Audi just told you everything you need to know about its biggest SUV without mentioning a single horsepower figure, torque number, or zero-to-sixty time. The Q9’s first official reveal focuses entirely on what happens after you sit down. That silence on performance speaks volumes about where the premium SUV arms race has shifted.
The Q9 is Audi’s first large full-size SUV, slotting above the Q8 and aimed squarely at the BMW X7, Mercedes-Benz GLS, and the ever-present Cadillac Escalade. CEO Gernot Döllner framed it bluntly: “With the Q9, ‘Vorsprung durch Technik’ is increasingly defined by the in-car experience.” Translation — tech leadership now means rear-seat luxury, not lap times.
The headline feature is electric doors on all four corners, a first for Audi. They open via key fob, the myAudi app, the MMI screen, brake pedal, or seatbelt buckle. Surround sensors detect obstacles — parked cars, approaching cyclists — and halt the door mid-swing. It’s a parlor trick until the first time it saves your paint in a parking garage. Then it’s indispensable.
Seating comes in six- or seven-seat configurations. The six-seat layout gives the second row two electrically adjustable individual chairs with active ventilation in both cushion and backrest — business-class language Audi is wielding deliberately. The seven-seater fits three child seats across the middle row, a practical nod to the families who actually write the checks for vehicles like this.

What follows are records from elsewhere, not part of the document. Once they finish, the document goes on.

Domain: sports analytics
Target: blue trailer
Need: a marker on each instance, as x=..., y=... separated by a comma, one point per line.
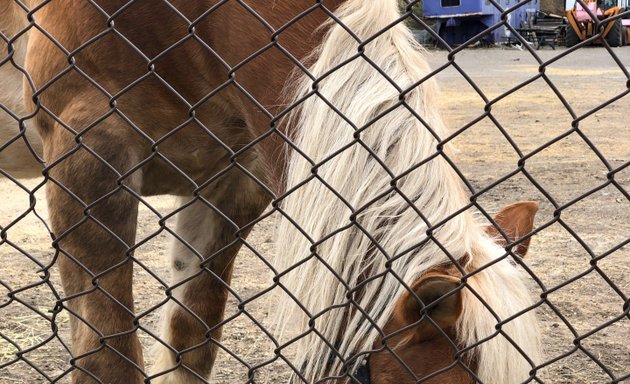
x=459, y=20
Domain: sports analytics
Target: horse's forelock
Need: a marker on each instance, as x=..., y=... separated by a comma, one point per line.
x=333, y=240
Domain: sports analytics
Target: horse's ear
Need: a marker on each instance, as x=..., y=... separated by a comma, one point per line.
x=516, y=220
x=441, y=294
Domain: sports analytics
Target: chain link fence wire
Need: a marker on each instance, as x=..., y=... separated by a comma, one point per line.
x=529, y=124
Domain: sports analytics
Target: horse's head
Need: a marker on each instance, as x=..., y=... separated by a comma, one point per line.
x=422, y=335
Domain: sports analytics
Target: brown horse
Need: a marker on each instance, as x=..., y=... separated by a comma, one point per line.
x=316, y=106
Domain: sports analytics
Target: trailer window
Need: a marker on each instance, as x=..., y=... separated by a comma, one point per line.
x=451, y=3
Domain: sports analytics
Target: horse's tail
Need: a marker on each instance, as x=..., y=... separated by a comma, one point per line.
x=367, y=175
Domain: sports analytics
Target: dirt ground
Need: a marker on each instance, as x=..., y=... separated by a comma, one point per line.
x=532, y=116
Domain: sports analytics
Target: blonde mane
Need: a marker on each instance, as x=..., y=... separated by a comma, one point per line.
x=342, y=199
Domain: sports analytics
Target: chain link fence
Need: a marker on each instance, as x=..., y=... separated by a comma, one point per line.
x=526, y=124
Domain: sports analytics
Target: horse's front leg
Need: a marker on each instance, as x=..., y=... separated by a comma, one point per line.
x=202, y=257
x=94, y=218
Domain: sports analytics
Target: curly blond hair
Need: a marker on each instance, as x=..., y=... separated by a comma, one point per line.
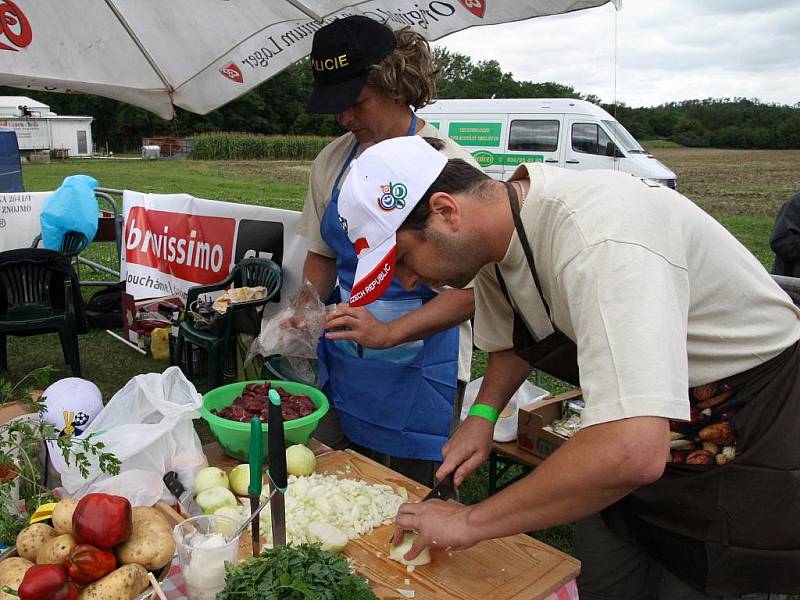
x=407, y=74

Third-row seats fold electrically, because in 2026, reaching back to yank a seatback release lever apparently crosses the indignity threshold.

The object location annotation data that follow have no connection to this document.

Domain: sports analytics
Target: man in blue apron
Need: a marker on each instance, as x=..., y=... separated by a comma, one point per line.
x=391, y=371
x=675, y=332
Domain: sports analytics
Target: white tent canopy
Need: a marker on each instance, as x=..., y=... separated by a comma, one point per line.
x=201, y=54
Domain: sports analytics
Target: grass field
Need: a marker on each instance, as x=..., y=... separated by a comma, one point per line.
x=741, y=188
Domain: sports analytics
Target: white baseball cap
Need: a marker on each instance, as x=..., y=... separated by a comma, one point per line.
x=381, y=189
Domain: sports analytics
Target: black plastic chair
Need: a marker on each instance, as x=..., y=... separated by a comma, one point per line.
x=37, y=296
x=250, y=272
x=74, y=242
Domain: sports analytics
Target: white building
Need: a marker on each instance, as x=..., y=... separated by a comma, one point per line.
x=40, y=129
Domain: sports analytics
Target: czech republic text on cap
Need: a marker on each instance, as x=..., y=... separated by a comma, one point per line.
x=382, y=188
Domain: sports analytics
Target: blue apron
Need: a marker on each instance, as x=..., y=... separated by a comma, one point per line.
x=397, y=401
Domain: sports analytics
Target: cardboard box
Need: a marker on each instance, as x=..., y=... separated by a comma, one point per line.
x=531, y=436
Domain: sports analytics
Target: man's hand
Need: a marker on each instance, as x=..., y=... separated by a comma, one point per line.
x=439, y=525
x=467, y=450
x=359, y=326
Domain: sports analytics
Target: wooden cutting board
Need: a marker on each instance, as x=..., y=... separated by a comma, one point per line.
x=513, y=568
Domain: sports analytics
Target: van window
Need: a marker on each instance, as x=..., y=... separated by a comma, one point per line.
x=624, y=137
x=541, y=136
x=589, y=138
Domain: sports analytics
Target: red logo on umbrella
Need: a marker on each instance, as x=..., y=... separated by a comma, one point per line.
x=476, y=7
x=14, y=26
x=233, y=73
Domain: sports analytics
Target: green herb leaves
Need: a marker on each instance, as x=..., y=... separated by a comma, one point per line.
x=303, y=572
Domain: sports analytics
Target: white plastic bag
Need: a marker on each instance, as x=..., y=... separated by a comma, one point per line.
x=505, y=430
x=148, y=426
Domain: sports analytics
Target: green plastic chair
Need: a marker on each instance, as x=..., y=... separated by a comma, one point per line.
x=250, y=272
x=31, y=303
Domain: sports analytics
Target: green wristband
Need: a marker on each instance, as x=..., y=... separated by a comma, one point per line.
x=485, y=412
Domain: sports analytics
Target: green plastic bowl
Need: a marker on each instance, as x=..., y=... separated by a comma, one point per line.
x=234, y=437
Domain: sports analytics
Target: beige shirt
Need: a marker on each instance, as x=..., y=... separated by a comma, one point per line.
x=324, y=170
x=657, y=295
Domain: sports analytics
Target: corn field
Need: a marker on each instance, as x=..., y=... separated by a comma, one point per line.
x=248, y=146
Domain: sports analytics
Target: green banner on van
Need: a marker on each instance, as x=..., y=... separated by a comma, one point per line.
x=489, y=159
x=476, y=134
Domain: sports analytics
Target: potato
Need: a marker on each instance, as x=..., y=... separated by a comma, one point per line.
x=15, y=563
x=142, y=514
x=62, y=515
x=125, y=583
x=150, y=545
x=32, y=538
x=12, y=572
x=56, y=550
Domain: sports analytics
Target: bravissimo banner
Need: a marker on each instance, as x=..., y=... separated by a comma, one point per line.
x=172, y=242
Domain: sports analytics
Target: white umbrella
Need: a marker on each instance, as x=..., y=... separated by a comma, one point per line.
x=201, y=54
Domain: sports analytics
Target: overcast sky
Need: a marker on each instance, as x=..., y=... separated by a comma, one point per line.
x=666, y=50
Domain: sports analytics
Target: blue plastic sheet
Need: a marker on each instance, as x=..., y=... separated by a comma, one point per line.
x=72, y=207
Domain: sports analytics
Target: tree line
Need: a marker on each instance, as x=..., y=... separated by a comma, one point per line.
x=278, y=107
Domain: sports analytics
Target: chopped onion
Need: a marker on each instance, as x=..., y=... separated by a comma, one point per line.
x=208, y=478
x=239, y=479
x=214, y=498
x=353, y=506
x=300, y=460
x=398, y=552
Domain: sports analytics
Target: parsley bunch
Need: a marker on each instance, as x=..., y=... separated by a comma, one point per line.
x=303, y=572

The panoramic sunroof spans roughly 1.5 square meters and ditches the traditional roller blind entirely. Nine individually controllable glass segments switch from transparent to opaque electronically, blocking more than 99.5 percent of UV radiation. Park the car, and the roof goes opaque automatically. Start it again, and your last setting returns.

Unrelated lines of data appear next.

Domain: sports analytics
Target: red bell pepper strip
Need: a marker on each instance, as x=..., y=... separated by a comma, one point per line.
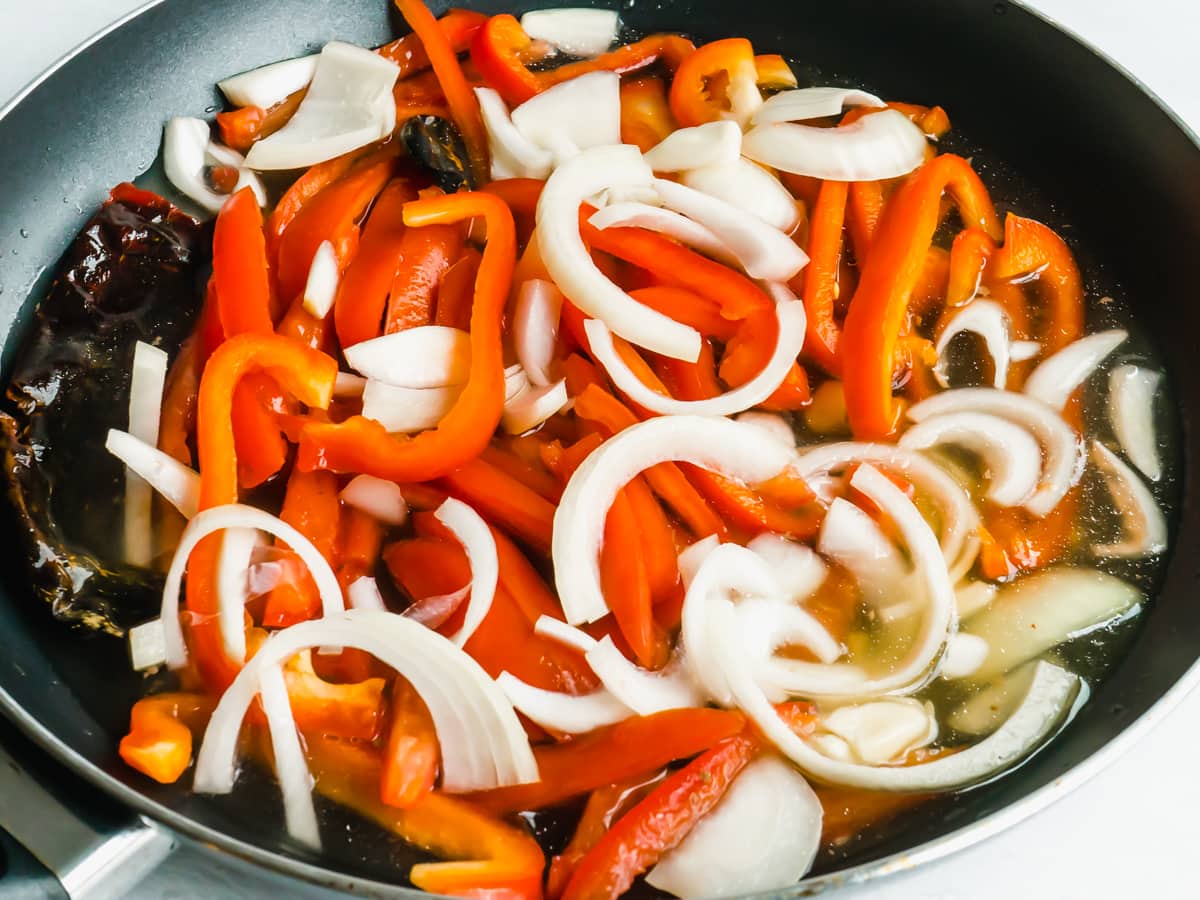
x=880, y=305
x=460, y=96
x=363, y=445
x=635, y=747
x=303, y=372
x=694, y=99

On the top trim, 84 LEDs embedded in the roof cycle through 30 colors synced to the ambient lighting. Subtle it is not.
Bang and Olufsen supplies the audio, upgraded from 3D to what Audi calls 4D sound. Headrest speakers isolate phone calls and navigation prompts to individual occupants. Seat-mounted actuators let you physically feel the bass — a trick lifted from high-end home theater, now standard luxury-SUV fare.
An LED interaction light strip spanning the dashboard width pulses with the music’s rhythm and pulls color from album artwork. It’s either brilliant or deeply annoying, depending on your tolerance for synesthesia on the autobahn.
Materials lean hard into texture over gloss. Alpaca wool, Dinamica microfiber, Nappa leather, fine grain ash, and carbon fiber weave with basalt gray accents fill out the options list. Audi specifically noted a shift away from glossy surfaces toward matte finishes — a quiet admission that piano black trim was a fingerprint catastrophe the industry should have abandoned years ago.
Cargo duty gets a new aluminum rail system in the trunk with sliding hooks and adjustable three-dimensional anchors. Two Qi2.2 wireless charging pads and 100-watt USB-C ports handle device power. Every Q9 ships with a roof rack for the standard rails — a small inclusion that signals Audi expects these trucks to actually be used, not just parked at valet stands.
The full reveal comes this summer. Powertrain details, pricing, and platform specifics remain under wraps. But the deliberate choice to lead with interior comfort over mechanical specifications tells you exactly where Audi thinks this fight will be won.
The Q9 isn’t selling you a driving machine. It’s selling you a place to be while the driving happens — and in this segment, that might be the smarter bet.